Friday, 16 October 2015

Bowie-2015 remastered cds part II

I did pick up the issues of David Bowie, The Man Who Sold the World, Hunky Dory and Pin Ups off which were actually remastered this year by Ray Staff.
As with all the post 1990 issues they keep the original lp sleeves rather than 1972's RCA era re-issue sleeves that used Ziggy era pictures to resell these to the 'glam rock' audience which to me always was a misleading as these albums are more hippy folk/rock albums.
Having listened to them all I can say they sound better than the West German RCA using better tapes and having good tone balance decisions when it comes to equalizing to make the most of the tapes with wide dynamic ranges.
If you have the RCA's you may be satisfied with them but there's no need for younger fans to go hunting for expensive very long out print cds for these four titles.

Diamond Dogs Redux
My main copy on cd of this dystopian musical creation based on George Orwell's 1984 is the West German RCA cd from around 1984/5 and is the home of such 45's as Rebel Rebel, 1984 and Diamond Dogs.

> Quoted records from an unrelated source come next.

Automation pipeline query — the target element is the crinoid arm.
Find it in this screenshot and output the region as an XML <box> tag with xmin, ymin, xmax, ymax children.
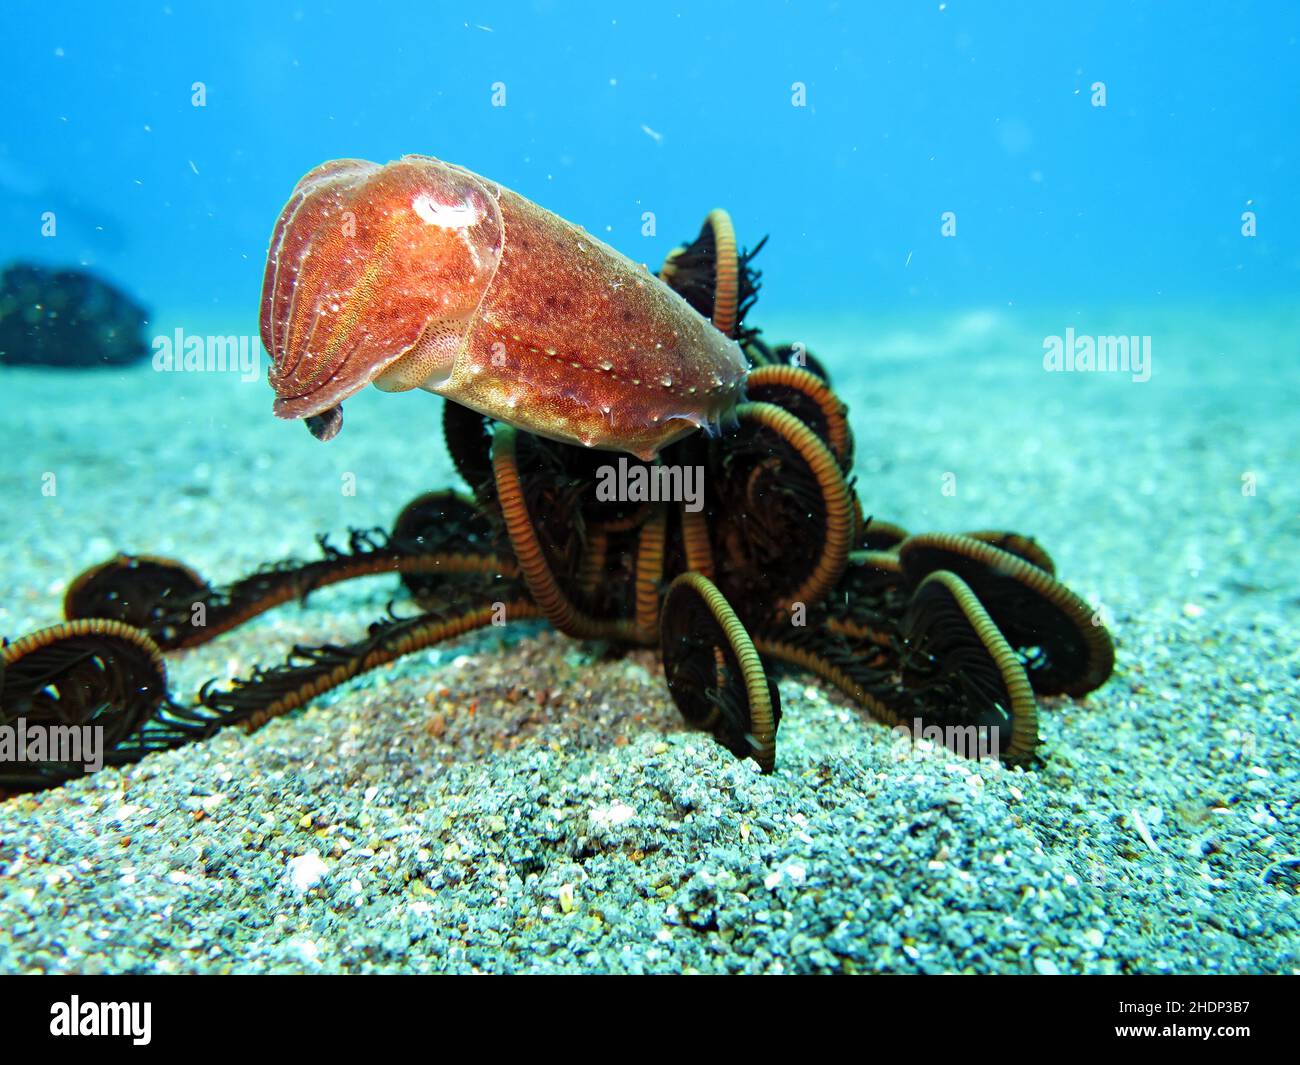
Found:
<box><xmin>0</xmin><ymin>620</ymin><xmax>171</xmax><ymax>791</ymax></box>
<box><xmin>895</xmin><ymin>570</ymin><xmax>1039</xmax><ymax>764</ymax></box>
<box><xmin>0</xmin><ymin>491</ymin><xmax>531</xmax><ymax>794</ymax></box>
<box><xmin>491</xmin><ymin>421</ymin><xmax>641</xmax><ymax>643</ymax></box>
<box><xmin>960</xmin><ymin>530</ymin><xmax>1057</xmax><ymax>576</ymax></box>
<box><xmin>64</xmin><ymin>510</ymin><xmax>512</xmax><ymax>651</ymax></box>
<box><xmin>761</xmin><ymin>342</ymin><xmax>835</xmax><ymax>384</ymax></box>
<box><xmin>658</xmin><ymin>208</ymin><xmax>765</xmax><ymax>342</ymax></box>
<box><xmin>743</xmin><ymin>364</ymin><xmax>853</xmax><ymax>470</ymax></box>
<box><xmin>898</xmin><ymin>532</ymin><xmax>1114</xmax><ymax>697</ymax></box>
<box><xmin>198</xmin><ymin>593</ymin><xmax>540</xmax><ymax>733</ymax></box>
<box><xmin>756</xmin><ymin>582</ymin><xmax>1039</xmax><ymax>767</ymax></box>
<box><xmin>660</xmin><ymin>572</ymin><xmax>780</xmax><ymax>772</ymax></box>
<box><xmin>710</xmin><ymin>401</ymin><xmax>853</xmax><ymax>624</ymax></box>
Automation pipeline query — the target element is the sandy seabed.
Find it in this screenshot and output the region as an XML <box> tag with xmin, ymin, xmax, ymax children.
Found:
<box><xmin>0</xmin><ymin>306</ymin><xmax>1296</xmax><ymax>973</ymax></box>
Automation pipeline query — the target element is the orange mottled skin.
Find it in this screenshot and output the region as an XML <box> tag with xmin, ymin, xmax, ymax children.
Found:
<box><xmin>261</xmin><ymin>155</ymin><xmax>748</xmax><ymax>459</ymax></box>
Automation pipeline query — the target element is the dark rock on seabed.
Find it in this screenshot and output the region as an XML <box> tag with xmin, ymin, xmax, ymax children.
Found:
<box><xmin>0</xmin><ymin>262</ymin><xmax>150</xmax><ymax>368</ymax></box>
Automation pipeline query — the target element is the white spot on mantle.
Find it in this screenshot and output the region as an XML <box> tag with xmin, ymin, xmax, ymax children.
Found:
<box><xmin>412</xmin><ymin>192</ymin><xmax>483</xmax><ymax>229</ymax></box>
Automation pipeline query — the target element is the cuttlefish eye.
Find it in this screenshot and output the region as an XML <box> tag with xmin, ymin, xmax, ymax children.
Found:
<box><xmin>259</xmin><ymin>156</ymin><xmax>505</xmax><ymax>435</ymax></box>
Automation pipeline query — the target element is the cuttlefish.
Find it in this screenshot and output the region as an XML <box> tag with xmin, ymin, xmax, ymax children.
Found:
<box><xmin>260</xmin><ymin>155</ymin><xmax>748</xmax><ymax>460</ymax></box>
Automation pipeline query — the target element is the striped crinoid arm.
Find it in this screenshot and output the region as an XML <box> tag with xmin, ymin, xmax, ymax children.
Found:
<box><xmin>198</xmin><ymin>593</ymin><xmax>541</xmax><ymax>734</ymax></box>
<box><xmin>737</xmin><ymin>402</ymin><xmax>853</xmax><ymax>612</ymax></box>
<box><xmin>710</xmin><ymin>401</ymin><xmax>854</xmax><ymax>625</ymax></box>
<box><xmin>654</xmin><ymin>431</ymin><xmax>715</xmax><ymax>581</ymax></box>
<box><xmin>744</xmin><ymin>363</ymin><xmax>853</xmax><ymax>470</ymax></box>
<box><xmin>753</xmin><ymin>627</ymin><xmax>903</xmax><ymax>731</ymax></box>
<box><xmin>756</xmin><ymin>568</ymin><xmax>1040</xmax><ymax>766</ymax></box>
<box><xmin>64</xmin><ymin>498</ymin><xmax>513</xmax><ymax>651</ymax></box>
<box><xmin>0</xmin><ymin>619</ymin><xmax>175</xmax><ymax>792</ymax></box>
<box><xmin>491</xmin><ymin>422</ymin><xmax>638</xmax><ymax>642</ymax></box>
<box><xmin>741</xmin><ymin>340</ymin><xmax>836</xmax><ymax>385</ymax></box>
<box><xmin>960</xmin><ymin>530</ymin><xmax>1057</xmax><ymax>576</ymax></box>
<box><xmin>898</xmin><ymin>532</ymin><xmax>1114</xmax><ymax>697</ymax></box>
<box><xmin>390</xmin><ymin>489</ymin><xmax>518</xmax><ymax>608</ymax></box>
<box><xmin>858</xmin><ymin>514</ymin><xmax>910</xmax><ymax>551</ymax></box>
<box><xmin>894</xmin><ymin>571</ymin><xmax>1039</xmax><ymax>764</ymax></box>
<box><xmin>657</xmin><ymin>208</ymin><xmax>765</xmax><ymax>342</ymax></box>
<box><xmin>660</xmin><ymin>573</ymin><xmax>780</xmax><ymax>773</ymax></box>
<box><xmin>678</xmin><ymin>502</ymin><xmax>714</xmax><ymax>579</ymax></box>
<box><xmin>575</xmin><ymin>526</ymin><xmax>609</xmax><ymax>599</ymax></box>
<box><xmin>171</xmin><ymin>537</ymin><xmax>511</xmax><ymax>651</ymax></box>
<box><xmin>4</xmin><ymin>578</ymin><xmax>538</xmax><ymax>793</ymax></box>
<box><xmin>633</xmin><ymin>504</ymin><xmax>669</xmax><ymax>645</ymax></box>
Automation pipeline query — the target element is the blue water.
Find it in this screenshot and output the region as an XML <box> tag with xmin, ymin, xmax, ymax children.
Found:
<box><xmin>2</xmin><ymin>1</ymin><xmax>1296</xmax><ymax>323</ymax></box>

It also was the first album without the Spiders from Mars.
The description of how this cd sounds on music forums is 'dark', I'd say it was the sound of significantly high frequency loss with some alignment errors leaving it sounding 'lumpy'.
There isn't a universally approved later edition although the Japanese for US cd is much brighter although the other big difference is the West German breaks the songs into the groupings of the original UK lp and the Japanese cd all all others makes every song and intro a separate 'track'.

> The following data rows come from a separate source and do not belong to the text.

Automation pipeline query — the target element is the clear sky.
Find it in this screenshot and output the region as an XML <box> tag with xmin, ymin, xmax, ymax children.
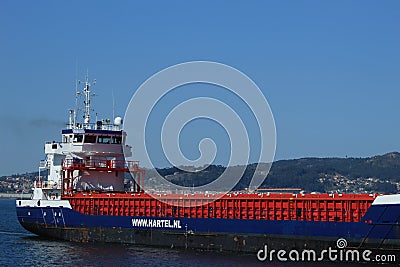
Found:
<box><xmin>0</xmin><ymin>1</ymin><xmax>399</xmax><ymax>176</ymax></box>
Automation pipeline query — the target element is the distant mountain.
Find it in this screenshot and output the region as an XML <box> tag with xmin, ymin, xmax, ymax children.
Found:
<box><xmin>147</xmin><ymin>152</ymin><xmax>400</xmax><ymax>194</ymax></box>
<box><xmin>2</xmin><ymin>153</ymin><xmax>399</xmax><ymax>194</ymax></box>
<box><xmin>258</xmin><ymin>152</ymin><xmax>400</xmax><ymax>193</ymax></box>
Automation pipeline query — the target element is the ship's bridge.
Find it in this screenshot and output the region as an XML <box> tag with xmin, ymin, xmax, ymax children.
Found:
<box><xmin>61</xmin><ymin>128</ymin><xmax>123</xmax><ymax>145</ymax></box>
<box><xmin>45</xmin><ymin>128</ymin><xmax>132</xmax><ymax>157</ymax></box>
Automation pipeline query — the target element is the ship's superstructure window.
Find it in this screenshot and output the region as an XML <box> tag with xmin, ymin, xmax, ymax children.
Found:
<box><xmin>73</xmin><ymin>134</ymin><xmax>83</xmax><ymax>143</ymax></box>
<box><xmin>98</xmin><ymin>136</ymin><xmax>111</xmax><ymax>144</ymax></box>
<box><xmin>112</xmin><ymin>136</ymin><xmax>122</xmax><ymax>144</ymax></box>
<box><xmin>62</xmin><ymin>135</ymin><xmax>73</xmax><ymax>143</ymax></box>
<box><xmin>84</xmin><ymin>135</ymin><xmax>97</xmax><ymax>143</ymax></box>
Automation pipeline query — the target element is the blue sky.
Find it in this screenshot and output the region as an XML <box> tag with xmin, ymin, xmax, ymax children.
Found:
<box><xmin>0</xmin><ymin>1</ymin><xmax>399</xmax><ymax>175</ymax></box>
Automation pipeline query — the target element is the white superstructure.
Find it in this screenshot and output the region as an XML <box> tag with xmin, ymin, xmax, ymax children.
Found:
<box><xmin>33</xmin><ymin>76</ymin><xmax>137</xmax><ymax>201</ymax></box>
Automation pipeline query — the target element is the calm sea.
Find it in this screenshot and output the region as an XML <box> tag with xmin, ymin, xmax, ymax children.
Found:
<box><xmin>0</xmin><ymin>199</ymin><xmax>389</xmax><ymax>266</ymax></box>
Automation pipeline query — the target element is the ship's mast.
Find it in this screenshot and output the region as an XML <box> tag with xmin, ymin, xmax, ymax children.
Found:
<box><xmin>83</xmin><ymin>78</ymin><xmax>90</xmax><ymax>124</ymax></box>
<box><xmin>82</xmin><ymin>74</ymin><xmax>96</xmax><ymax>126</ymax></box>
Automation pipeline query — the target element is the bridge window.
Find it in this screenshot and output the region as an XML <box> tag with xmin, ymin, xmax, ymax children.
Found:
<box><xmin>73</xmin><ymin>134</ymin><xmax>83</xmax><ymax>143</ymax></box>
<box><xmin>111</xmin><ymin>136</ymin><xmax>122</xmax><ymax>144</ymax></box>
<box><xmin>84</xmin><ymin>135</ymin><xmax>97</xmax><ymax>143</ymax></box>
<box><xmin>98</xmin><ymin>136</ymin><xmax>111</xmax><ymax>144</ymax></box>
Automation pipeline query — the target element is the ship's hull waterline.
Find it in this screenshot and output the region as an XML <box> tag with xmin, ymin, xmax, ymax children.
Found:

The Hifi people like the Japanese RCA but then at over £30 per copy as and when you see one, it's quite expensive.
It's been several years-make that over a decade-since I heard the 1990 remaster in it's UK form, a good number of which are equalized different compared to the Ryko versions and picked up a mint copy to demo.

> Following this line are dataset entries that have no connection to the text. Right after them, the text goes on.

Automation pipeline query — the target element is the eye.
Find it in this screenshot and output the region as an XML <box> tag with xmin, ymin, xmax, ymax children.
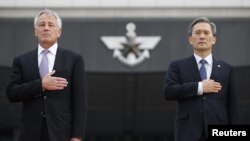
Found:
<box><xmin>194</xmin><ymin>30</ymin><xmax>201</xmax><ymax>35</ymax></box>
<box><xmin>48</xmin><ymin>23</ymin><xmax>55</xmax><ymax>27</ymax></box>
<box><xmin>204</xmin><ymin>31</ymin><xmax>210</xmax><ymax>35</ymax></box>
<box><xmin>38</xmin><ymin>23</ymin><xmax>45</xmax><ymax>27</ymax></box>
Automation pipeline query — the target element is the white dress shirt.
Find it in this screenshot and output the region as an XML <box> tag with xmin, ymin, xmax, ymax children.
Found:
<box><xmin>193</xmin><ymin>53</ymin><xmax>213</xmax><ymax>95</ymax></box>
<box><xmin>38</xmin><ymin>43</ymin><xmax>58</xmax><ymax>72</ymax></box>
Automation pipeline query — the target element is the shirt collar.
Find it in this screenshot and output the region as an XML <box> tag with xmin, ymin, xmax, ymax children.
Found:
<box><xmin>38</xmin><ymin>43</ymin><xmax>58</xmax><ymax>55</ymax></box>
<box><xmin>194</xmin><ymin>53</ymin><xmax>212</xmax><ymax>65</ymax></box>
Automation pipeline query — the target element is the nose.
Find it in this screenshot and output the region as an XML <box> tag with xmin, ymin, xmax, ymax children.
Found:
<box><xmin>200</xmin><ymin>33</ymin><xmax>205</xmax><ymax>38</ymax></box>
<box><xmin>199</xmin><ymin>33</ymin><xmax>206</xmax><ymax>40</ymax></box>
<box><xmin>42</xmin><ymin>24</ymin><xmax>50</xmax><ymax>30</ymax></box>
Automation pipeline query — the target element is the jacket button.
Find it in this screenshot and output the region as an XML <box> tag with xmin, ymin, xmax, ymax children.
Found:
<box><xmin>40</xmin><ymin>112</ymin><xmax>47</xmax><ymax>117</ymax></box>
<box><xmin>43</xmin><ymin>96</ymin><xmax>47</xmax><ymax>100</ymax></box>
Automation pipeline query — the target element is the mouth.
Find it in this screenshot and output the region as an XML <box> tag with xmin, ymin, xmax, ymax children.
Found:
<box><xmin>198</xmin><ymin>42</ymin><xmax>207</xmax><ymax>45</ymax></box>
<box><xmin>42</xmin><ymin>34</ymin><xmax>51</xmax><ymax>37</ymax></box>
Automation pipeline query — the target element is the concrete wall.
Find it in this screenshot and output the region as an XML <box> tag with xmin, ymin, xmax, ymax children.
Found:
<box><xmin>1</xmin><ymin>0</ymin><xmax>250</xmax><ymax>7</ymax></box>
<box><xmin>0</xmin><ymin>0</ymin><xmax>250</xmax><ymax>18</ymax></box>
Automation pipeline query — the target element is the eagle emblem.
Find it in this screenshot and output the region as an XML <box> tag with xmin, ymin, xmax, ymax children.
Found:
<box><xmin>101</xmin><ymin>22</ymin><xmax>161</xmax><ymax>67</ymax></box>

This copy has much better high frequencies and is clear is from a much better tape and while being a bid midrange centred does have reasonable bass that those with tone controls can add  by a slight boost if you find yourself wanting deeper bass.
It certainly is more musically involving to listen to and will be my main listening copy until the next phase of the Bowie remastered campaign is released.